最近は、実際の機器はなくても仮想環境としてWindowsServer2012が動作している可能性があります。レンタルサーバで動いているかも。抜けもれなく確認しましょう。
(2)対象のサーバ毎に、動作しているアプリケーションが、新しいWindows OSで動くかどうか確認する
対象のサーバ毎に実施しないといけないので、このフェーズが事務作業や調整作業として手間かかります。聞いてわかるなら、聞きましょう。わからないなら動作確認してみるしかないです。「動作確認しないとわからない」のであれば、動くとは言い切れないので、"動かない"と分類しましょう。
(3)上記(2)で動くなら、サーバOSのアップデートを計画する。動かないなら、アプリケーションのアップデートを一緒に検討開始する
動かない場合、「本当にこのまま使い続けますか?」をあなた自身に/会社に問いましょう。もし使い続けない選択ができるのであれば、対応不要になりますので手間が減ります。対応不要にしてサーバを停止するのはそれはそれで調整などが難しいですが、今回はそれには触れないでおきます。
(4)お金が必要かどうかを確認する。お金がいるなら概算金額を確認して予算確保とOS更新のアップデートの投資を決裁者に報告・承認してもらう
すべてを社内のメンバだけで対応できることはないと思います。実際にいくらかかるのか。その金額を投資してまでOSバージョンアップが必要なのか?これは経営者判断が必要になる額となるケースもあります。後で追加の投資額が必要だ、と言わなくていいように対象機器とその概算の情報は可能な限り把握しましょう。
(5)更新前に現在のOSバックアップ
OSバージョンアップが100%成功するとは限りません。予期せぬ失敗が発生するものです。万が一失敗すると、そのアプリケーションが動かない可能性があるので、システムが使えなくなります。使えなくなるとシステムの種類によっては業務停止の影響が発生するかもしれません。

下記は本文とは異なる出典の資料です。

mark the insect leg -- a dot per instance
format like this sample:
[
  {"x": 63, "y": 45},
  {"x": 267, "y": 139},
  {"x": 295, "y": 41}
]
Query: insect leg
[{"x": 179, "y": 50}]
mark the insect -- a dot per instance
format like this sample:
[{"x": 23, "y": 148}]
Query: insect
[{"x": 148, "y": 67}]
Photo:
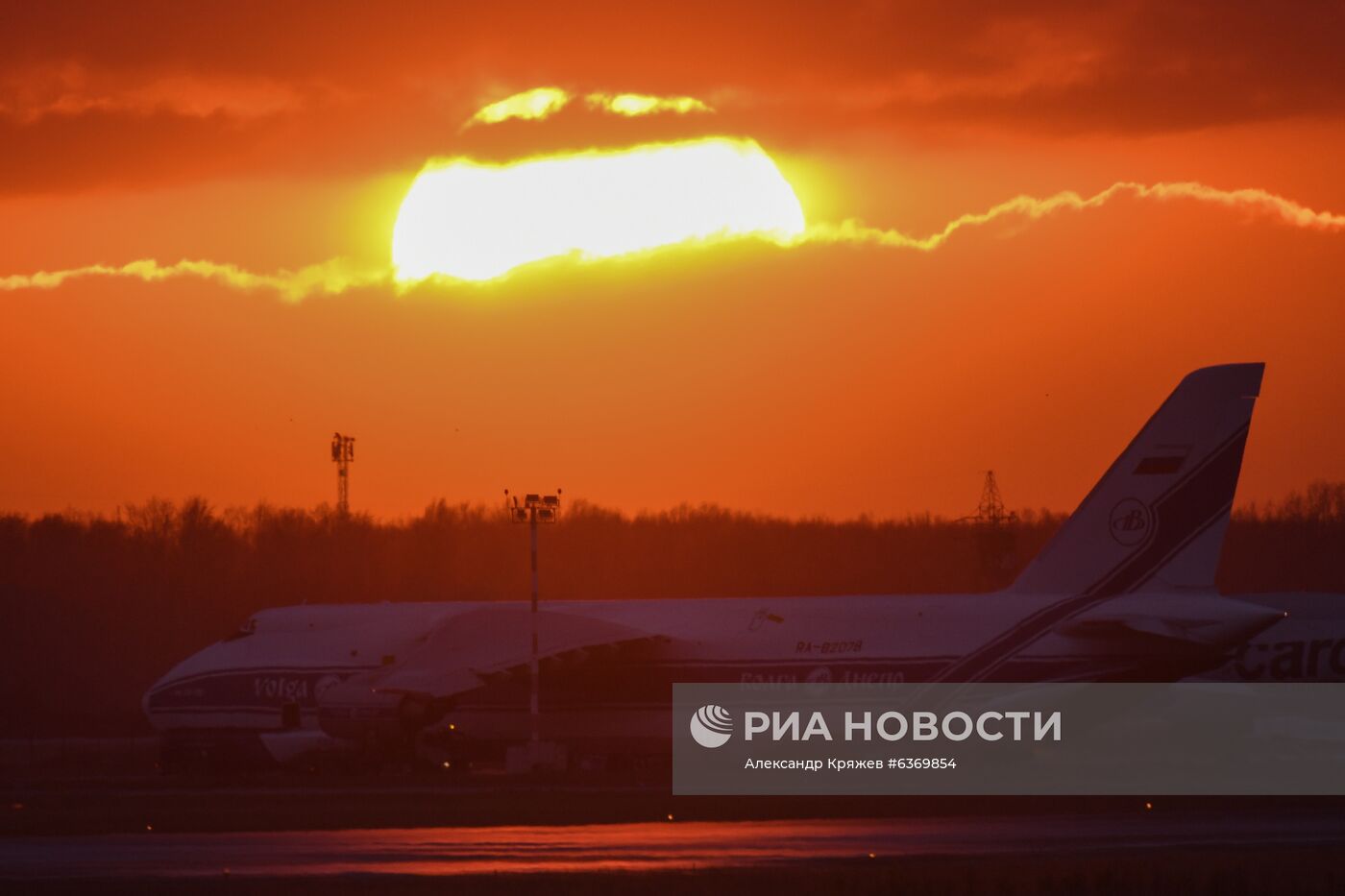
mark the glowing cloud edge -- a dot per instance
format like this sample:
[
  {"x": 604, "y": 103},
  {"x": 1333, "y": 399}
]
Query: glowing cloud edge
[
  {"x": 339, "y": 275},
  {"x": 475, "y": 221}
]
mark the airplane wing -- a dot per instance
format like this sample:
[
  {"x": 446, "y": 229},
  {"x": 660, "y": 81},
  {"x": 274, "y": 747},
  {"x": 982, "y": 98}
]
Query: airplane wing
[{"x": 463, "y": 654}]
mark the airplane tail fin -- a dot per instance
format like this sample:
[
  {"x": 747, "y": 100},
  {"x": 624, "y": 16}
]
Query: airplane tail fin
[{"x": 1157, "y": 519}]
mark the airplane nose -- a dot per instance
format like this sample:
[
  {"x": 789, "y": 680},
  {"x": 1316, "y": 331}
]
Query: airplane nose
[{"x": 1244, "y": 620}]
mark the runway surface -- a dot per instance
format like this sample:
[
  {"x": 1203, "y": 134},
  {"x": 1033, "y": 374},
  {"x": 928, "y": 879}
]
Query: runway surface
[{"x": 648, "y": 846}]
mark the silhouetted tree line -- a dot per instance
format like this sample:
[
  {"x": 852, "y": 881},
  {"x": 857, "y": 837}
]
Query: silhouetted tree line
[{"x": 96, "y": 608}]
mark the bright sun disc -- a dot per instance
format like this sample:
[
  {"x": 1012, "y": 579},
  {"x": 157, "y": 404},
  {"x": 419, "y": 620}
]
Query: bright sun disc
[{"x": 477, "y": 221}]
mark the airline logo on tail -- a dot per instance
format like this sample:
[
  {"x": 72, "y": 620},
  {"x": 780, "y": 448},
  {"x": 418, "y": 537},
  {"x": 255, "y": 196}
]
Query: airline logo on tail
[{"x": 1130, "y": 521}]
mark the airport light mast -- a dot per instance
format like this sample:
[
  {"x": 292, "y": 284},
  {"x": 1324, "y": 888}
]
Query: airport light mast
[
  {"x": 343, "y": 453},
  {"x": 535, "y": 509}
]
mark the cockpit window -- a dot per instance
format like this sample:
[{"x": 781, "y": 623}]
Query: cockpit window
[{"x": 246, "y": 628}]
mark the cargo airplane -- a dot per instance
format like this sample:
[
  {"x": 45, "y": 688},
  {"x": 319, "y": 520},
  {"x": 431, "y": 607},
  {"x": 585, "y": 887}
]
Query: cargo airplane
[{"x": 1123, "y": 593}]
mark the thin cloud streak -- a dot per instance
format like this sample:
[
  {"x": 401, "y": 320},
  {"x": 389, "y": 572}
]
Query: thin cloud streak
[
  {"x": 329, "y": 278},
  {"x": 1033, "y": 208},
  {"x": 339, "y": 275}
]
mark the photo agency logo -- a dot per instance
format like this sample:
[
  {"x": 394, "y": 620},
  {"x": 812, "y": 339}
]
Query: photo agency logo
[
  {"x": 1045, "y": 738},
  {"x": 712, "y": 725}
]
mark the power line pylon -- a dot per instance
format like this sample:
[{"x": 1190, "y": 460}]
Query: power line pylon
[
  {"x": 343, "y": 453},
  {"x": 991, "y": 507},
  {"x": 995, "y": 533}
]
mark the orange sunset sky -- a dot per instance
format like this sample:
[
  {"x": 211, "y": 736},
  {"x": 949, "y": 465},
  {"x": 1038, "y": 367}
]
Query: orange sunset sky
[{"x": 820, "y": 376}]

業務停止は避けたいもの。万が一失敗の際に短時間でバージョンアップの前に復元できるよう、Windows OSのバックアップは取得しましょう。取得方法は有償/無償のアプリケーションを使ったりなど複数の手段でバックアップが可能です。下記(8)記載のリストアも想定して、対応できるバックアップ手段を選択しましょう。
(6)OSアップデート
アップデートする実行ファイルを購入/ダウンロードして、ファイル実行しましょう。Windows OSであればあまり複雑な設定なくバージョンアップできると思います。どのバージョンにするか、は会社のポリシーであったり、実行するアプリケーションの動作保証の制約などで変動するでしょう。
バージョンを都度確認し誤りなきバージョンにアップデートしましょう。
(7)アプリケーションのアップデートが必要なら、アップデート
OSのアップデートが成功したら、アプリケーションのアップデートや改修をしましょう。アプリケーションのアップデートが不要なら本ステップは不要です
(8)動作確認。動作確認結果がOKなら終了。NGなら(5)で取得したバックアップを使ってリストアする
上記(6)(7)実施したら、動作確認しましょう。不安なら(6)と(7)の間にテストを行ってもOKです。確認ポイントは、事前に決めておきましょう。作業者がOK判断しても専門家目線ではNGだった。のようなことは常に発生します。いや、「あるある」です。事前に決めておきましょう。
もし、動作確認して期待通りに動かないなら、調査してリストアしましょう。調査して設定の誤りに気付いて設定することで正常に動作できるならいいのですが、理由が分からないのであれば、利用者への影響を考慮して、リストアにかかる時間を想定してリストアのステップに移行しましょう。
実際に過去に経験した事例ですが、調査に4時間かけましたが原因特定できず。リストア決断した時にはもう夕方を過ぎていたのでリストアが深夜に完了しました。調査の時間を30分で見切りをつけていれば、リストア終了は3時間半短縮できたはずです。
(9)上記(8)でリストアした場合は、動作確認する。動作確認OKなら終了。NGなら対処する
もしリストアしたのであれば、リストアした後(バージョンアップ前の状態になっているはずです)に動作確認しましょう。リストアが失敗したら、バージョンアップ前の状態に期待通りに戻っていないかもしれないからです。リストアも100%復元できる、とは限りません。心配ならば、バックアップやリストアの手順や動作確認を事前に実施しましょう。
4.まとめ
WindowsOSのサポートが切れると、脆弱性を改修してくれるセキュリティパッチが展開されないです。特にインターネットの接続や不特定多数が利用する機器のOSがサポート切となるのであれば、期限までにバージョンアップしましょう。